Diversity is also found in China’s unique retail distribution structure. Prestige and luxury brands sell through specialty counters on the first and second floors of malls and malllike department stores. They’re also carried by Sephora, which launched in April 2005 and to date remains the only high-end specialty beauty store. Sephora currently has 40 doors in 13 cities, and is looking to expand at a rate of 30 more a year. The other specialty personal care chain is Watsons, which sells prestige and mass brands and is owned by Hong Kong’s Hutchinson Whampoa Group. Mass products sell through grocery and convenience stores and hypermarkets. Monobrand boutiques have begun to appear, too, such as The Face Shop from South Korea and Herborist by domestic conglomerate Jahwa, as well as L’Oréal’s Maybelline New York and Lancôme brands, but they remain few.

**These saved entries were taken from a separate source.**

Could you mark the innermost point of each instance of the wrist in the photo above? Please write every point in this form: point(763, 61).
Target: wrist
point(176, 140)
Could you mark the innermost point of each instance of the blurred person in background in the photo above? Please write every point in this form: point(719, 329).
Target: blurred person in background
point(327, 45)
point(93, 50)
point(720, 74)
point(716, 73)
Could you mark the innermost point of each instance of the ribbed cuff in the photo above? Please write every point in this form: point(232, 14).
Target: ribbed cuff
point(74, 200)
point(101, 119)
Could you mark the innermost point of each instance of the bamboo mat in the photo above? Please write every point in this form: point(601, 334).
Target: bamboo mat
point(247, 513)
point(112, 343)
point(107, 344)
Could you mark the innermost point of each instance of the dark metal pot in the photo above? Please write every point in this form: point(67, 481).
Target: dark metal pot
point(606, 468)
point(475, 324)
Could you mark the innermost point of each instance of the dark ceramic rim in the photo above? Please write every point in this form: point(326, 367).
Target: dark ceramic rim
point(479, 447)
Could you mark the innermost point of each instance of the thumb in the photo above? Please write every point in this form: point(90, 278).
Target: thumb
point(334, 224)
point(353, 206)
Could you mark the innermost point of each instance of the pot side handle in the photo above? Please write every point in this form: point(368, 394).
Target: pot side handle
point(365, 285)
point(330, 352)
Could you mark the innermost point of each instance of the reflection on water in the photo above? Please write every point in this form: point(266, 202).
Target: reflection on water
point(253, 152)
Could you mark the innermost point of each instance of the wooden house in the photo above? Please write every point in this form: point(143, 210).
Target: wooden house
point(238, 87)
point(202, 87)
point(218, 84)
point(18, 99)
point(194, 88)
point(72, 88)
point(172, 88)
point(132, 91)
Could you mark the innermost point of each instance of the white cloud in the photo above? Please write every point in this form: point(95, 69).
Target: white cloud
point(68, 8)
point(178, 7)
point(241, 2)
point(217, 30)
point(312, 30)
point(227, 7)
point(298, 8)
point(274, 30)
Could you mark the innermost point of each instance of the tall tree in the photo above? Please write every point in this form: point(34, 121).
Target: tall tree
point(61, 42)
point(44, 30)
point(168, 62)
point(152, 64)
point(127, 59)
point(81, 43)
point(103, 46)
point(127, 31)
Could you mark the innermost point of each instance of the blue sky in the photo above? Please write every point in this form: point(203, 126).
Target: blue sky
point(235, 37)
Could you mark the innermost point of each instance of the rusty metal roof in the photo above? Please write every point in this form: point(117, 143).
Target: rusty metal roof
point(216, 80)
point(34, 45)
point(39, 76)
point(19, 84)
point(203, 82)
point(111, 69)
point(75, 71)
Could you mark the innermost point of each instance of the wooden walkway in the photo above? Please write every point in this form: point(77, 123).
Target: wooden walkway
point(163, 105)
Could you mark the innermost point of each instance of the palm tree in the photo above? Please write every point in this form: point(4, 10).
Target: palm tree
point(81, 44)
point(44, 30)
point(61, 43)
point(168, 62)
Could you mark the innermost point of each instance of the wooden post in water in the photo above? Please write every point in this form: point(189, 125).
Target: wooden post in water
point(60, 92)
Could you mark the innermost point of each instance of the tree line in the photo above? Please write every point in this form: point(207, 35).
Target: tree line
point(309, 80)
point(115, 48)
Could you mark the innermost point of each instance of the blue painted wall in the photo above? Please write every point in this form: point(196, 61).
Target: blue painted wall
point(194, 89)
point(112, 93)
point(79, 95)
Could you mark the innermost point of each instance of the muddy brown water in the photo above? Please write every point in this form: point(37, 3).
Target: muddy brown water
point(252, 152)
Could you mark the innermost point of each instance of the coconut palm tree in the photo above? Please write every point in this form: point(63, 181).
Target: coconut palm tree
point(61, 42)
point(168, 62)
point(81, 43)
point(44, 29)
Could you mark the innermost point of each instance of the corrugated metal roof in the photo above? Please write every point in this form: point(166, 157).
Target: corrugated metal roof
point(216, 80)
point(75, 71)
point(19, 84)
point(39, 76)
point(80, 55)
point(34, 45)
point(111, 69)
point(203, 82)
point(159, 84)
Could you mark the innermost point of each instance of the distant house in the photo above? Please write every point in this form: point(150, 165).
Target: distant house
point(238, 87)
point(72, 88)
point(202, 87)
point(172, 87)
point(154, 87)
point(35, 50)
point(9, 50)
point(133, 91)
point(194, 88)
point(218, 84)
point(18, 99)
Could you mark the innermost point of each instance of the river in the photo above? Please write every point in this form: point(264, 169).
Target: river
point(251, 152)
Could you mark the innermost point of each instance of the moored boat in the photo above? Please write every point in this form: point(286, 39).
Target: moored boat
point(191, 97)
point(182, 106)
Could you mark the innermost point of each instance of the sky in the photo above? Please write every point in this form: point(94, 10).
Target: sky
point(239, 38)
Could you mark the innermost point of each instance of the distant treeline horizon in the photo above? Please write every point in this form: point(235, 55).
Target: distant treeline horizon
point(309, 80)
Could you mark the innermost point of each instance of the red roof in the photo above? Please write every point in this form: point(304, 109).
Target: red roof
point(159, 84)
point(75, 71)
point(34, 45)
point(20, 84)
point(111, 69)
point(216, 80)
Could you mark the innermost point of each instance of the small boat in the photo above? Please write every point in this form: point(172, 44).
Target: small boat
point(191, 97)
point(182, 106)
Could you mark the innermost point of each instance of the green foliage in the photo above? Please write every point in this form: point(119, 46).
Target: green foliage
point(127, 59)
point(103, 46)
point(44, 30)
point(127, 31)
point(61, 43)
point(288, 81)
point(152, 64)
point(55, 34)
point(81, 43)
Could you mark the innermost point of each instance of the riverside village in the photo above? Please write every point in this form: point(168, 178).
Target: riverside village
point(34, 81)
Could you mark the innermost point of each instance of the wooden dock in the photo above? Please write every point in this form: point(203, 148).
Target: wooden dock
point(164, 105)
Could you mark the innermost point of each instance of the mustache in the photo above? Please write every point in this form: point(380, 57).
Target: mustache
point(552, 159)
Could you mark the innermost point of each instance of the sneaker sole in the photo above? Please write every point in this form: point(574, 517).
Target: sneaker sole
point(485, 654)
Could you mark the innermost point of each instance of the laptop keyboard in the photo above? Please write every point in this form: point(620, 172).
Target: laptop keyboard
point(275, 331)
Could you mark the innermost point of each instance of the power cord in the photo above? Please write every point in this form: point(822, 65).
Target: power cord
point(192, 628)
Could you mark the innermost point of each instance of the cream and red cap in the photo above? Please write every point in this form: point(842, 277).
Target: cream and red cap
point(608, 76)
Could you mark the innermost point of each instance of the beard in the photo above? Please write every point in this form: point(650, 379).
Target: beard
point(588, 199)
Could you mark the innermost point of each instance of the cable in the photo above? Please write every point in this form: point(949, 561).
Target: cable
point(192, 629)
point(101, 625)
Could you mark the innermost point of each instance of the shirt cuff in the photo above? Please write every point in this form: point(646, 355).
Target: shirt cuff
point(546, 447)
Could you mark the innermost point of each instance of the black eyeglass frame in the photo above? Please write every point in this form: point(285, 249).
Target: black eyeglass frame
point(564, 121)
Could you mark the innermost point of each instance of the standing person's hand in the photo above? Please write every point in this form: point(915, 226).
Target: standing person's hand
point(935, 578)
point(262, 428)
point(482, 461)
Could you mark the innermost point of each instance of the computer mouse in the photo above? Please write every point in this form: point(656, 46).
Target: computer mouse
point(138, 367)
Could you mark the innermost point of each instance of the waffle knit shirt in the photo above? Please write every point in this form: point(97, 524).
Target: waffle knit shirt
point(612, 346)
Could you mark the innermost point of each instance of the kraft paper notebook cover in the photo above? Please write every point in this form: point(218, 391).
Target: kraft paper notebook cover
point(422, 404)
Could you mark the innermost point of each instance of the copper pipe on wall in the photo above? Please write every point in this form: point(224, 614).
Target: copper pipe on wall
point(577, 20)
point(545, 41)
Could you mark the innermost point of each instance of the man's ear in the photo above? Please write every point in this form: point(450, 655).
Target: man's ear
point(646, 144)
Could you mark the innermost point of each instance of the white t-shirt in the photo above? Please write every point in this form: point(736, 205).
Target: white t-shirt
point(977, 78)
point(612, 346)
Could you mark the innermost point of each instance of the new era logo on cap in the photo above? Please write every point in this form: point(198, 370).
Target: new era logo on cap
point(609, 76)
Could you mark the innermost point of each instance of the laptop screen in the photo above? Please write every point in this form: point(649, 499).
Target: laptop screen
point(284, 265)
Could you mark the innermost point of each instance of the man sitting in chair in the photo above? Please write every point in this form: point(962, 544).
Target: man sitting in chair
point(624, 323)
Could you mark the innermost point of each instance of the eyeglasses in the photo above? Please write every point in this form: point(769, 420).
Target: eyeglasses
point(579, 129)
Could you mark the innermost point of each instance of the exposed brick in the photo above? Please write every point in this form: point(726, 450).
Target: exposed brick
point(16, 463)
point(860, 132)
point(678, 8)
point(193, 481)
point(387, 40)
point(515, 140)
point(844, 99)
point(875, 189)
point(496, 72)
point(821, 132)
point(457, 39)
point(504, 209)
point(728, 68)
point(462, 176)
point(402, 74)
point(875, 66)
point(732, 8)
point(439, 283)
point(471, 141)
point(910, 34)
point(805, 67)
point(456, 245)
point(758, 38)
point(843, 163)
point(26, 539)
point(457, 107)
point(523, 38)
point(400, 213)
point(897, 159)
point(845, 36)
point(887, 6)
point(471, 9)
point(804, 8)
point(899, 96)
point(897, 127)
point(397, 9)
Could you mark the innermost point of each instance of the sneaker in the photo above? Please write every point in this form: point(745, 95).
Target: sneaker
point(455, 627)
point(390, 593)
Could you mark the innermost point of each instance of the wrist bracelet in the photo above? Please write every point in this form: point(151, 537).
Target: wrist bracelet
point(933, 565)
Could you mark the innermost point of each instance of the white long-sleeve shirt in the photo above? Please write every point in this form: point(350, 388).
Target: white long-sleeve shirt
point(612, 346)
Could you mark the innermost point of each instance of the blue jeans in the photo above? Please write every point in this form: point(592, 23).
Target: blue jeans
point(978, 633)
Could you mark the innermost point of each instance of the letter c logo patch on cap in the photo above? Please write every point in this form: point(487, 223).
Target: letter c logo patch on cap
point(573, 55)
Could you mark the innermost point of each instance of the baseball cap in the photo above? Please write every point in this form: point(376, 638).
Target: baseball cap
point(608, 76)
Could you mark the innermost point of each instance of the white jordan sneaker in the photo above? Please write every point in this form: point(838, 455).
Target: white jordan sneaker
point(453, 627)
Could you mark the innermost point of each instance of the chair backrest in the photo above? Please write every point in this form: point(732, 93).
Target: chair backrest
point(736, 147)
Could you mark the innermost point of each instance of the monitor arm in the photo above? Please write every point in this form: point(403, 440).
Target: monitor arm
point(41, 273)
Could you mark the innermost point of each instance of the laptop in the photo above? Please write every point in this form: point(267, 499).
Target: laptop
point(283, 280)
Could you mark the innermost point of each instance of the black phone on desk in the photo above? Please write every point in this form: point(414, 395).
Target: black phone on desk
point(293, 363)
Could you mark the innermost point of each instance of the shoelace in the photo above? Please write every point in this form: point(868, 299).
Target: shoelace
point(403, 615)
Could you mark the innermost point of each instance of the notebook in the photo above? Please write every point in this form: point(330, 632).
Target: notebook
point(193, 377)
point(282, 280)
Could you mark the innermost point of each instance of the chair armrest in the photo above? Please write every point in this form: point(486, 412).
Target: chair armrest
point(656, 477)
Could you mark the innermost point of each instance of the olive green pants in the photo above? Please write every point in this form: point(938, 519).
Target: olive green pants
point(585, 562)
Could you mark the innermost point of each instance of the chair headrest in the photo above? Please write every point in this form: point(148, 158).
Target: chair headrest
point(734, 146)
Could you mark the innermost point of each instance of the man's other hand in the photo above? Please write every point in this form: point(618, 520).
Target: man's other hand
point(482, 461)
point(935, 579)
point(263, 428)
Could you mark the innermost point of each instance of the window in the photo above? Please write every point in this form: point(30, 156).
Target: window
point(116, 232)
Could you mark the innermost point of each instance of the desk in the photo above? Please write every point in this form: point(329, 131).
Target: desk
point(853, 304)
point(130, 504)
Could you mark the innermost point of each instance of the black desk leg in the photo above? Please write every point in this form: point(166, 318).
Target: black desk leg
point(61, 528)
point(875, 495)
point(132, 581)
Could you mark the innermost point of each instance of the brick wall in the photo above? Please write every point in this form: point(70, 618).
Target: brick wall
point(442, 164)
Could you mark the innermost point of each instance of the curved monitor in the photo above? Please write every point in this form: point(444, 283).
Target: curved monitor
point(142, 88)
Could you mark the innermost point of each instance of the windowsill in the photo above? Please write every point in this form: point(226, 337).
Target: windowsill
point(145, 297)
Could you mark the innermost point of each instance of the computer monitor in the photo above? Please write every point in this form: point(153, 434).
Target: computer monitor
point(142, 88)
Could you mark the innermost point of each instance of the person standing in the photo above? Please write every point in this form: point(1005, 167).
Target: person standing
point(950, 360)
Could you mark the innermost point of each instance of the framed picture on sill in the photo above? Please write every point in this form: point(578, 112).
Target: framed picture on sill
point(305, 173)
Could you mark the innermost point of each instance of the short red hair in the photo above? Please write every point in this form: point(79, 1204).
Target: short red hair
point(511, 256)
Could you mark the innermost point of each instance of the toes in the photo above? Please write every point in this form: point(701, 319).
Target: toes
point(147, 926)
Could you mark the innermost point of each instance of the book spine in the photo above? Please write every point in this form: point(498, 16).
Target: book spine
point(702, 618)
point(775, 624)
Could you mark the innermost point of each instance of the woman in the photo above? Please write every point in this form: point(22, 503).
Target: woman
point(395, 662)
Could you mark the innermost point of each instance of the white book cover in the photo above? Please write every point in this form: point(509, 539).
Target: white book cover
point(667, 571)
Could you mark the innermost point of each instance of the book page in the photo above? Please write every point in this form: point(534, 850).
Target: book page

Although issues like human resources and regional disparities aren’t easily solved, continued growth for China’s beauty sector is universally forecast. The only constant, it seems, is change. “The challenge of operating in China is China, in all its diversity, complexity and fast-moving [pace],” says Gasparrini. “China is different from every other country in the world. Experience elsewhere in the world we cannot use here. China is China, and it requires a lot of diversity to understand.”